Politische Aufklärung im Kernland des NSU geht weiter - Sachsens Landtag setzt neuen Untersuchungsausschuss zu Terrortrio ein

  • Hendrik Lasch, Dresden
  • Lesedauer: 3 Min.
In Sachsen ist zum zweiten Mal ein Ausschuss eingesetzt worden, der sich mit der Nazi-Terrorgruppe NSU befasst - und der Frage, warum die Behörden im Freistaat sie trotz etlicher Hinweise nicht aufspürten.

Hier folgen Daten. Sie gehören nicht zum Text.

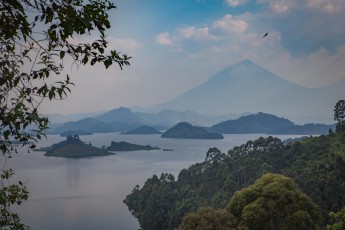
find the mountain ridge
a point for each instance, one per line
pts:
(247, 87)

Als die Neonazis Uwe Böhnhardt, Uwe Mundlos und Beate Zschäpe aus Jena 1998 abtauchten, ließen sie sich in Chemnitz nieder. Später lebte das Trio, das als »Nationalsozialistischer Untergrund« (NSU) bekannt wurde, in Zwickau. Von ihren Wohnorten in Westsachsen brachen die Terroristen auf, um neun Migranten und eine Polizistin umzubringen und um Geld für das Leben in der Illegalität zu besorgen: Elf Raubüberfälle begingen sie im Freistaat, weitere an der Ostsee und in Thüringen. »Wann immer vom NSU die Rede ist, ist auch von Sachsen die Rede«, sagt daher Kerstin Köditz, Landtagsabgeordnete der LINKEN. Der Freistaat sei, fügt sie hinzu, »das Kernland des NSU« gewesen.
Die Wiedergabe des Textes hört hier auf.